What do you enjoy about your job? What are the challenges?

I like that no day is the same. There is always a fire to put out so that the science can happen. During operations, I’m almost like an emergency response technician. Though I’m not a police officer, like I had planned to be at one point, I’m still responding to emergencies.

But you’ve got to make it happen for the users. The scientific and engineering staff all work together to make sure that the users can take advantage of the beam—and hopefully help to solve the world’s problems.

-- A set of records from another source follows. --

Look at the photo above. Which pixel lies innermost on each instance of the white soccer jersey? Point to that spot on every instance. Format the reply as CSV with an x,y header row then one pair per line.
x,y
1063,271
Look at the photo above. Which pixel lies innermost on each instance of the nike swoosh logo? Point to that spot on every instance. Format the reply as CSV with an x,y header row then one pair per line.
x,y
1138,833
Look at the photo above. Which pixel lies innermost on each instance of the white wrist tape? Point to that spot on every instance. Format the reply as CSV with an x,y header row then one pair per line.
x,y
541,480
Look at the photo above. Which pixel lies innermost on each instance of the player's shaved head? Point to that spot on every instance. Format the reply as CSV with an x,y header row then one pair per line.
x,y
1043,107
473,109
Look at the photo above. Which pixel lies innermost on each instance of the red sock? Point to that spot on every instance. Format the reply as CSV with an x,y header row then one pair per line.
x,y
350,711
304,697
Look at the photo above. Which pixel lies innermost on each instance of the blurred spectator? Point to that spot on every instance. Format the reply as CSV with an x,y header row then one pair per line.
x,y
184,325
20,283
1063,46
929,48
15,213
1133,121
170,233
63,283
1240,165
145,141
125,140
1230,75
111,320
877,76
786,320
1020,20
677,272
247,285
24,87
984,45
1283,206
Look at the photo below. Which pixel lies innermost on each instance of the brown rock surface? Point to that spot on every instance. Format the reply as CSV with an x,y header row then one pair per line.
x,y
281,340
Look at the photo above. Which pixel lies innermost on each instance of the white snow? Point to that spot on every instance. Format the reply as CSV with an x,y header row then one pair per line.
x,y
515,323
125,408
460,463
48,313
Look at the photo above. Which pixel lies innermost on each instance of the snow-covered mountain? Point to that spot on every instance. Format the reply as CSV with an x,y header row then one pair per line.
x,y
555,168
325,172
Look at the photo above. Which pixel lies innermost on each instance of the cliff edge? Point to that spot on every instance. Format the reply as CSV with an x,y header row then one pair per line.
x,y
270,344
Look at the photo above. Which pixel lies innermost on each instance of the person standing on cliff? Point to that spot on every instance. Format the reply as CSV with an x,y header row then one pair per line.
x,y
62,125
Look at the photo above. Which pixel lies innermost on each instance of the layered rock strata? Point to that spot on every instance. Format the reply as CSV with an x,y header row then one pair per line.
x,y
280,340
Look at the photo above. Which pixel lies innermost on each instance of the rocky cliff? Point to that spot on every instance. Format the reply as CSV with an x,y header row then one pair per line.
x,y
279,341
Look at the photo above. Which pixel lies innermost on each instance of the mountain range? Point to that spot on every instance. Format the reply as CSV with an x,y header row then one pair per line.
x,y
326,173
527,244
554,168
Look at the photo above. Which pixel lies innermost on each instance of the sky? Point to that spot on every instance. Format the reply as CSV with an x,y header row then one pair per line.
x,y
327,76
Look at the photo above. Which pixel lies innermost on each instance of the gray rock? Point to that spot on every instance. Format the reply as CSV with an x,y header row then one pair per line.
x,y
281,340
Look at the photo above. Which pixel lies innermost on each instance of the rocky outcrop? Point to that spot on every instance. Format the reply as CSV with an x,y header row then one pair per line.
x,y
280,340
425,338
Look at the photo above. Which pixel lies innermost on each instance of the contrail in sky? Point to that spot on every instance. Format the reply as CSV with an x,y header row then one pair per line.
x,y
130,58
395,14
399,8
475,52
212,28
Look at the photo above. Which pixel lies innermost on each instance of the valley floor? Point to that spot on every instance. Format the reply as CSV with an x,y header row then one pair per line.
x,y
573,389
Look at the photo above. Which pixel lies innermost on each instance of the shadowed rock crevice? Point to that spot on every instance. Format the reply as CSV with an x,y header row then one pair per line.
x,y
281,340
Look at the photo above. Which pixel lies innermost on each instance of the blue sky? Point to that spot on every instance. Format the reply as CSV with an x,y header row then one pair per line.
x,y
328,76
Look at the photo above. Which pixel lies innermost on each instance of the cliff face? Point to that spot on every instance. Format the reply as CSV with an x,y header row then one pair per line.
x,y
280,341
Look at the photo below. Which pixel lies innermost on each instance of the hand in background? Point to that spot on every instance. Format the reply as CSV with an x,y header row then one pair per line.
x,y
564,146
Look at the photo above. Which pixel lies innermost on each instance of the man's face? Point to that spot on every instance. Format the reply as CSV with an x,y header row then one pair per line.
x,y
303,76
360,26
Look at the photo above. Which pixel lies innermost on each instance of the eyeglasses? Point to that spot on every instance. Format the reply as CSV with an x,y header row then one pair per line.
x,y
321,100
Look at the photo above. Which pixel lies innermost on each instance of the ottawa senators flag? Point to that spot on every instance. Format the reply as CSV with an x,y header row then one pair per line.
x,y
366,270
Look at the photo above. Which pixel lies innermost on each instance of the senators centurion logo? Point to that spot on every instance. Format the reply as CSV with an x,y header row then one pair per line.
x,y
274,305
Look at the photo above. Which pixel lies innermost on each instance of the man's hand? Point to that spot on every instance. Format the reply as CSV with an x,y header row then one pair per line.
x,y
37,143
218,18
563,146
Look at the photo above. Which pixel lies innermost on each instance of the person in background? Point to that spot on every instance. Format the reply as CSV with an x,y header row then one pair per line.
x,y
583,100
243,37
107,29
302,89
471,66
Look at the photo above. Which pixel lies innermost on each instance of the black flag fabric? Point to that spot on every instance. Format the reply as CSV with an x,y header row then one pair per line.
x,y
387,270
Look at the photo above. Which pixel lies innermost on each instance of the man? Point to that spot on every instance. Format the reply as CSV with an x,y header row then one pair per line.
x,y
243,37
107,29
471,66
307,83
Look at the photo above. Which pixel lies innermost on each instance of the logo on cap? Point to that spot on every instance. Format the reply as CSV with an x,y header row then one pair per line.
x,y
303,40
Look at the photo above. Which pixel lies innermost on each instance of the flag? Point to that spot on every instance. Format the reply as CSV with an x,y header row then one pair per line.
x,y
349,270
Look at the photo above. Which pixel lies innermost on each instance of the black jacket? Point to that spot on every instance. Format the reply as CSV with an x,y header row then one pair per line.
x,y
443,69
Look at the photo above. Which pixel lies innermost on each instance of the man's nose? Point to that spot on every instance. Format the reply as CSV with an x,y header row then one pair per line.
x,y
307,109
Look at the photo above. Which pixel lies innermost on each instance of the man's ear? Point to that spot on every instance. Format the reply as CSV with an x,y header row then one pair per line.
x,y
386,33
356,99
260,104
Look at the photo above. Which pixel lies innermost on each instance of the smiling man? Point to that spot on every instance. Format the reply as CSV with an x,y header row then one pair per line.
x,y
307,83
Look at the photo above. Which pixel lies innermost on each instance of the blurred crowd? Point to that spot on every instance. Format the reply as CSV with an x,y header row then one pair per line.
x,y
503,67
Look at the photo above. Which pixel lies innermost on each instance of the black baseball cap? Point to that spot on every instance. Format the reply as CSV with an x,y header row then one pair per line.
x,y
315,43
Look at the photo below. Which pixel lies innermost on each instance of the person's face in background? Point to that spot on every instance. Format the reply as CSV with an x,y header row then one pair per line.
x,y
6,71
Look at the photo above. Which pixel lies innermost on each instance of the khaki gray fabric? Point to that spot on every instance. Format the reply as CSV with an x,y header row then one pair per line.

An example of this happened just recently, causing me to reschedule my appointment with the photographer for this piece. After our facility-wide power shutdown in August, one of my three liquid nitrogen cryocoolers did not recover properly. The cryocoolers are essential for operation at three of my program’s beamlines because they send liquid nitrogen to the crystals of the monochromator—one of the beamline optics—to cool them down. This is necessary because the energies of those beamlines cause the optics to heat up quite intensely. Other beamlines experience the same thing, but to a lesser degree, such that water cooling is sufficient.

With operations lurking around the corner, I had to do all I could to make sure the cryocoolers were operating correctly. This effort carried on so long that another member of my team and I were remotely logging into workstations at the beamline at off hours to check for any major status changes. Sure enough, two days before operations resumed—and, of course, on the weekend— we responded to NSLS-II, completed the final preparation tasks, and cooled down our monochromator crystals successfully with less than 48 hours to spare. It feels like the middle of the night and weekends are when most emergencies or time sensitive tasks like to occur. Needless to say, I slept a bit better that night.  

Tell us a bit about life outside of work.

I am happily married to my wife, Jen, and we have two beautiful little girls. My eldest is six and my youngest is three. I enjoy being a dad and a husband; I like to do things with the girls and we all like to go on vacation when we can.

I enjoy fishing and have been trying to get my girls involved in that. My wife and I also love to cook.